Data comes in all types of forms and formats. When we talk about big data, we're referring to large volumes of data. In this Tailwind Traders scenario, data is collected from the GPS sensors, which includes location information, data from weather systems, and many other sources that generate large amounts of data. This amount of data becomes increasingly hard to make sense of and to base decisions on. The volumes are so large that traditional forms of processing and analysis are no longer appropriate.
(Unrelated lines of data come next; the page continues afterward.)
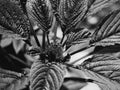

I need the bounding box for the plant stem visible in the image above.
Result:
[42,31,46,50]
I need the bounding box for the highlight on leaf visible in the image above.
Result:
[90,10,120,44]
[0,0,30,39]
[0,68,28,90]
[26,0,53,31]
[30,61,65,90]
[88,0,119,15]
[79,54,120,90]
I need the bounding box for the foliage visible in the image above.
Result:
[0,0,120,90]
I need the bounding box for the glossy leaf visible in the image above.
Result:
[30,61,65,90]
[26,0,53,31]
[13,40,25,53]
[58,0,88,34]
[66,29,91,46]
[90,10,120,44]
[0,0,30,39]
[0,68,28,90]
[82,54,120,90]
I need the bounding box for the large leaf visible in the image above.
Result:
[26,0,53,30]
[66,29,91,46]
[90,10,120,44]
[88,0,119,15]
[30,61,65,90]
[0,68,28,90]
[81,54,120,90]
[0,0,30,39]
[58,0,88,34]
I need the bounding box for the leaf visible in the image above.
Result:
[96,33,120,47]
[0,68,28,90]
[66,29,91,46]
[30,61,65,90]
[26,0,53,31]
[88,0,119,15]
[0,38,12,47]
[81,54,120,90]
[58,0,88,34]
[13,40,25,53]
[90,10,120,44]
[0,0,30,39]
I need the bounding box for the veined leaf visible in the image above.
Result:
[82,54,120,90]
[13,40,25,53]
[58,0,88,34]
[26,0,53,31]
[96,33,120,46]
[30,61,65,90]
[0,68,28,90]
[0,0,30,39]
[90,10,120,44]
[50,0,60,12]
[66,29,91,46]
[88,0,119,15]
Open-source cluster technologies have been developed, over time, to try to deal with these large datasets. Microsoft Azure supports a broad range of technologies and services to provide big data and analytic solutions, including Azure Synapse Analytics, Azure HDInsight, Azure Databricks, and Azure Data Lake Analytics.

Azure Synapse Analytics

Azure Synapse Analytics (formerly Azure SQL Data Warehouse) is a limitless analytics service that brings together enterprise data warehousing and big data analytics. You can query data on your terms by using either serverless or provisioned resources at scale. You have a unified experience to ingest, prepare, manage, and serve data for immediate BI and machine learning needs.

Azure HDInsight

Azure HDInsight is a fully managed, open-source analytics service for enterprises. It's a cloud service that makes it easier, faster, and more cost-effective to process massive amounts of data. You can run popular open-source frameworks and create cluster types such as Apache Spark, Apache Hadoop, Apache Kafka, Apache HBase, Apache Storm, and Machine Learning Services. HDInsight also supports a broad range of scenarios such as extraction, transformation, and loading (ETL), data warehousing, machine learning, and IoT.

Azure Databricks

Azure Databricks helps you unlock insights from all your data and build artificial intelligence solutions. You can set up your Apache Spark environment in minutes, and then autoscale and collaborate on shared projects in an interactive workspace. Azure Databricks supports Python, Scala, R, Java, and SQL, as well as data science frameworks and libraries including TensorFlow, PyTorch, and scikit-learn.

Azure Data Lake Analytics

Azure Data Lake Analytics is an on-demand analytics job service that simplifies big data. Instead of deploying, configuring, and tuning hardware, you write queries to transform your data and extract valuable insights. The analytics service can handle jobs of any scale instantly by setting the dial for how much power you need. You only pay for your job when it's running, making it more cost-effective.

Check your knowledge

1. Your development team is interested in writing Graph-based applications that take advantage of the Gremlin API. Which option would be ideal for that scenario?

o Azure Cosmos DB

o That's correct. Azure Cosmos DB supports SQL, MongoDB, Cassandra, Tables, and Gremlin APIs.

o Azure SQL Database

o Azure Databricks

o Azure Database for PostgreSQL

2. Tailwind Traders uses the LAMP stack for several of its websites. Which option would be ideal for migration?

o Azure Cosmos DB

o Azure Database for MySQL

o That's correct. Azure Database for MySQL is the logical choice for existing LAMP stack applications.

o Azure Database for PostgreSQL

3. Tailwind Traders has millions of log entries that it wants to analyze. Which option would be ideal for analysis?

o Azure Cosmos DB

o Azure SQL Database

o Azure Database for PostgreSQL

o Azure Synapse Analytics

o That's correct. Azure Synapse Analytics is the logical choice for analyzing large volumes of data.